Membumi dan realistis bukan hanya soal dialog atau kalimat. Realistis juga soal kesesuaian dengan konteks sikon atau situasi kondisi.
Sewaktu SD, sebuah karangan saya luput dapat nilai tertinggi di kelas hanya karena satu kalimat, yakni "Setiap pagi nelayan berangkat melaut".
Menurut sang guru, saya lupa realitas bahwa pekerjaan nelayan tidaklah sama dengan orang kantoran yang berangkat kerja tiap pagi. Nelayan justru berangkat kerja setiap petang jelang malam.Â
Meskipun bertahun-tahun kemudian, dengan tambahan bekal bacaan yang lebih luas, ternyata ada juga sebagian nelayan (untuk jenis ikan atau hewan laut atau di perairan tertentu) yang berangkat kerja pagi hari.

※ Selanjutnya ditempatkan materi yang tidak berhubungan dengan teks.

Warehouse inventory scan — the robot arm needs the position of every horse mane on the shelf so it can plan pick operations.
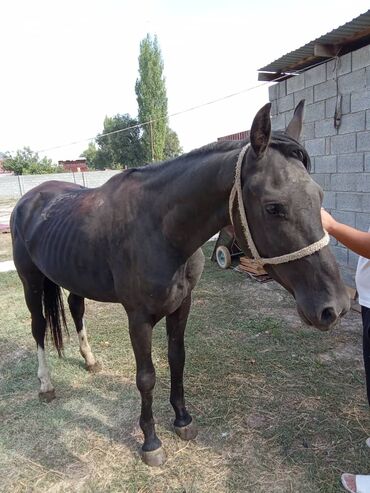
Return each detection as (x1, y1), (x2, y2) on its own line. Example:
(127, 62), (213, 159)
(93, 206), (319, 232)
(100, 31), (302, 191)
(129, 131), (311, 173)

Memori puluhan tahun lalu itu seakan deja vu atau terngiang kembali ketika saya membantu seorang kawan menerjemahkan sebuah novelet dari bahasa Indonesia ke bahasa Inggris beberapa tahun lalu.
Dalam novelet perdananya itu, sang penulis memberi nama tokoh-tokohnya dengan nama-nama modern ala milenial, seperti Reva, Shierly dan Ricky.
Apakah setting atau latarnya di kota metropolitan?
Tidak, latarnya adalah sebuah desa terpencil di pedalaman Provinsi Bengkulu di era 80-an. Dan deretan nama itu adalah nama-nama anak petani.
Alhasil, saya mengendus aroma mabuk sinetron yang kental dalam raga tulisan sinetron itu!
Kawan, membumi dan realistis adalah juga soal pengayaan jiwa dan tulisan kita.